Despite appearing to be quite low-tech, I’ve written a number of times about how technologies such as artificial intelligence and big data are improving agriculture.

For instance, I wrote recently about a fascinating project that enabled farmers to efficiently manage the workforce that is still largely required to pick crops by hand, such as strawberries and other perishables.

“One of the aspects that I’m interested in is the fact that there are humans involved in picking,” the researchers say. “Just like Internet browsing history differs from person to person, along similar lines, a workers’ ability to harvest strawberries is different. This brings up the question: how do you think about data in that industry? Because the human variability has a huge effect.”

Smart greenhouses

It’s a field that Canadian company Motorleaf are also active in.  The startup recently took it’s Agronomist.ai platform out of private beta to bring their smart greenhouses to market.

“After 8+ months of private BETA testing with one of North America’s premier greenhouse operators SunSelect, our latest algorithm has cut the accuracy error rates of SunSelect by half. For such a high tech greenhouse- they’ve tried every method that’s out there,” the company say.

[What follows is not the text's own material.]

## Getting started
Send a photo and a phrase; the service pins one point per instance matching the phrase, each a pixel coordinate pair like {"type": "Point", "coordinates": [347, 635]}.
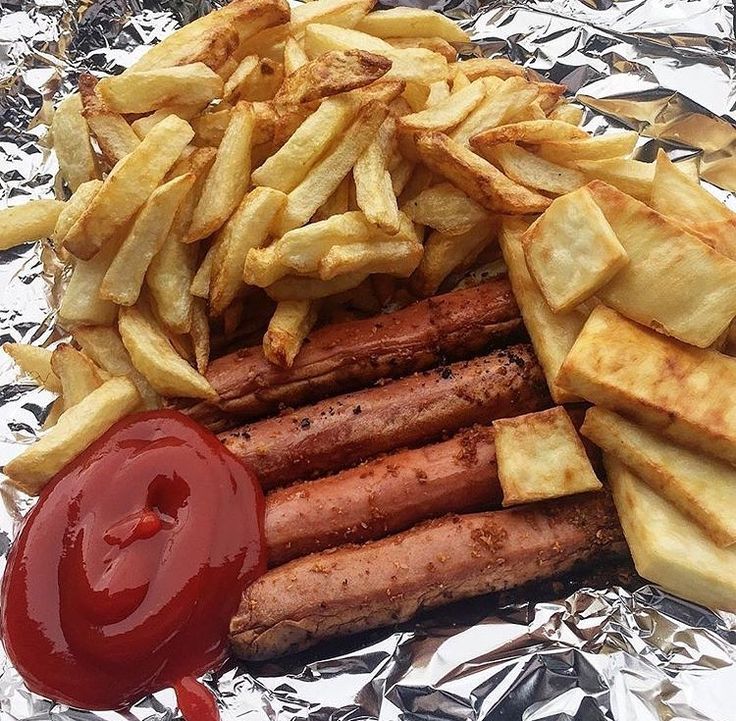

The platform works by gathering a whole bunch of environmental data through a combination of machine vision, agricultural sensors and historical information.  It uses this to train their AI to then provide detailed advice and guidance to farmers and help them optimize their crop.

The farmer can choose to install Motorleaf’s own suite of IoT-enabled sensors, or they can plug-in their existing hardware into the Motorleaf platform to measure and adjust the environmental inputs of the greenhouse.

Growing yields

It’s part of a ‘smart greenhouse’ market that is estimated to grow from $1.26 billion this year to $2.28 billion by 2023.  It’s a growth that is fuelled by changing consumer preferences and growing demand for food.

The market was especially strong in Europe last year, but analysts predict that growth to increase globally in the coming years as demand for food increases.

Companies such as Motorleaf promise to be at the forefront of this sector, and their journey should be a fascinating one to track.